Cette loi a également ouvert la possibilité à des
décrets en Conseil d'Etat de prévoir qu'aucune formalité
administrative ne serait exigée pour l'utilisation ou la fourniture de
certains matériels de cryptologie qui, compte tenu de leurs
caractéristiques techniques, ne constituaient pas un danger pour la
sécurité de l'Etat. Sur ce fondement, plusieurs moyens de
cryptologie ont vu les conditions de leur utilisation ou de leur fourniture
considérablement assouplies
9(
*
)
.
Le chapitre Ier du titre III du présent projet de loi procède
à une réforme complète du régime de la cryptologie,
en
accentuant plus encore la libéralisation des conditions
d'utilisation et de fourniture des moyens de cryptologie.

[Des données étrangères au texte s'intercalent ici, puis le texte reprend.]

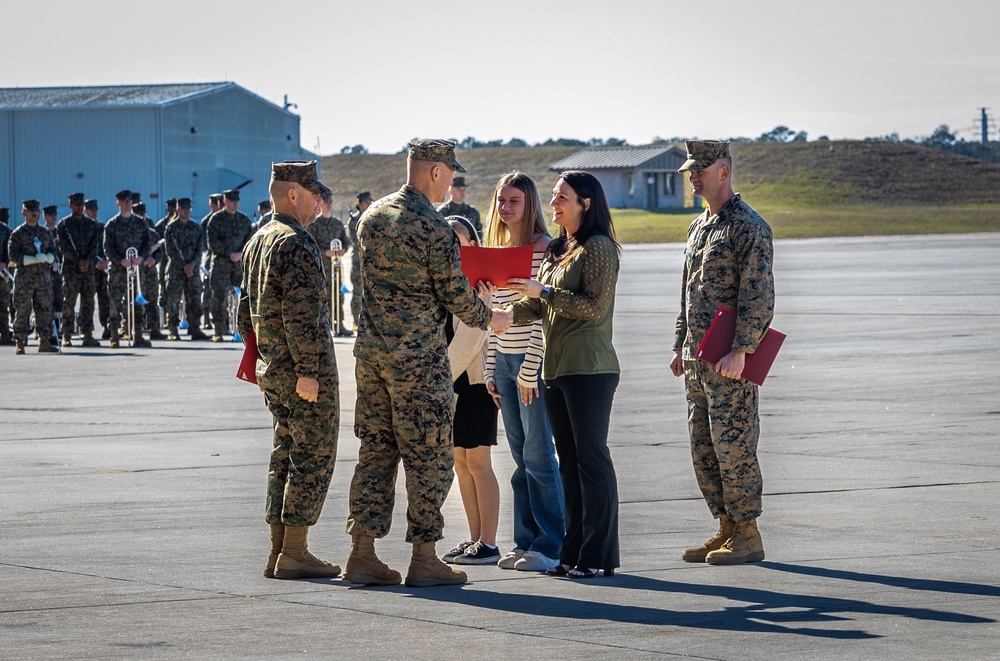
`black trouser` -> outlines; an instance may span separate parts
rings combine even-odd
[[[618,480],[608,450],[617,374],[577,374],[545,381],[545,411],[566,496],[566,539],[559,561],[615,569]]]

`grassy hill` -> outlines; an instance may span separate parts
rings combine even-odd
[[[460,150],[468,201],[483,213],[493,187],[513,169],[529,174],[542,202],[558,177],[548,167],[577,147]],[[867,141],[734,143],[736,190],[777,237],[1000,231],[1000,165],[904,143]],[[405,154],[334,155],[323,180],[338,206],[370,190],[375,198],[402,184]],[[697,209],[615,212],[624,242],[682,241]]]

La libéralisation achevée du régime applicable
à la cryptologie proposée par le présent projet de loi
Après avoir défini plus largement les moyens et prestations de
cryptologie à l'
article 17
, le présent projet de loi, en
son
article 18
, libéraliserait totalement l'utilisation de ces
moyens et assouplirait les conditions de leur fourniture, de leur importation
et de leur exportation. Deux régimes -déclaration ou autorisation
préalables- coexisteraient.
L'
article 19
prévoit que l'activité de fourniture de
prestation de moyens de cryptologie serait désormais soumise à un
simple régime de déclaration préalable.
Les
articles 20 et 21
du projet de loi visent à responsabiliser
davantage les acteurs de la cryptologie en prévoyant des régimes
de présomption de responsabilité à l'égard des
prestataires de services de confidentialité et des prestataires de
services de certification électronique.
Parallèlement à cette libéralisation, il convenait
cependant de
renforcer les sanctions applicables aux personnes ne
satisfaisant pas aux formalités exigées par la loi.
L'
article 22
confère au Premier ministre un pouvoir de sanction
administrative à l'encontre des fournisseurs de prestations de
cryptologie qui n'auraient pas satisfait aux formalités exigées
par l'article 18.
Les
articles 23 et 24
du projet de loi sanctionnent pénalement la
violation des obligations définies aux articles 18, 19 et 22 et
prévoient des modalités particulières de constatation de
ces infractions.
Créant un nouvel article 132-77 dans le code pénal, l'
article
25
du présent projet de loi accentue la répression
pénale des infractions, lorsque leurs auteurs ont utilisé des
moyens de cryptologie en vue de les commettre. Il prévoit cependant
que ces aggravations de peines ne seraient pas applicables aux personnes qui
auraient remis aux autorités judiciaires ou administratives les
données mises au clair ainsi que les conventions secrètes
indispensables à leur déchiffrement.
Le présent projet de loi renforce par ailleurs les moyens mis
à la disposition des pouvoirs publics pour réprimer les
comportements délictueux résultant de l'utilisation des
procédés de cryptologie
.
L'
article 26
tend ainsi à pérenniser les dispositions de
la loi n° 2001-1062 du 15 novembre 2001 relative à
la sécurité quotidienne, imposant aux personnes fournissant des
prestations de cryptologie de remettre leurs conventions de
déchiffrement pour les besoins des procédures judiciaires.
Enfin, l'
article 27
du présent projet de loi vise à
pérenniser les dispositions prévues par la loi sur la
sécurité quotidienne visant à obtenir, dans le cadre d'une
procédure judiciaire, la mise au clair de données
chiffrées, le cas échéant, en utilisant les moyens de
l'Etat couverts par le secret de la défense nationale.